Hamonix Creative Director Matt Boch explains that he approached the game’s unique concept as a music fan himself. “What type of interaction would be interesting to give players? In early conversations there were some more formal notions being considered. Let’s think about tempo, timbre; let’s introduce people to all these theoretical concepts in all these things that they listen to, trying to react to the parts of the original film that are somewhat educational.”
Boch says that their new title is an evolution of the concept of the original Fantasia; “Walt’s vision was to take animation and gorgeous visual storytelling and tie that to this classical music that will bridge [people’s] perception of the music as lofty, erudite, inaccessible and make it more accessible. He thought this was a great way to listen to classical music.”
“When it came time for us to do the same thing, it was about letting people play with the component parts,” he says. “To give people an opportunity to do so is a way to increase the connection people have with music, which resonates with the original vision of Fantasia.”

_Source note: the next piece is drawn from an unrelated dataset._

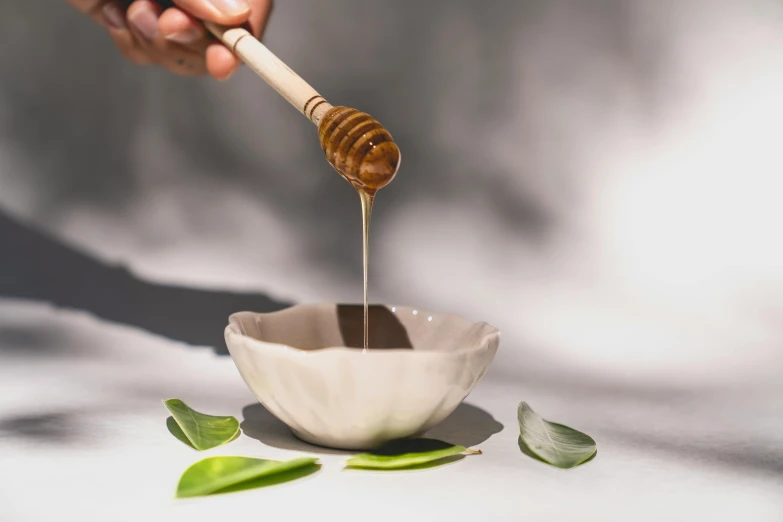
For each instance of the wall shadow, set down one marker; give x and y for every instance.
(35, 266)
(467, 426)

The Rock Band/Dance Central developer also hopes that their newest music-based title will encourage more user-generated content, both in-game, and out. “If we can create more people who want to write songs or more people who want to download some programs and start making their own remixes and adding stuff to SoundCloud or what have you – any of those personal types of impact are a lot of what keeps me going,” says Boch.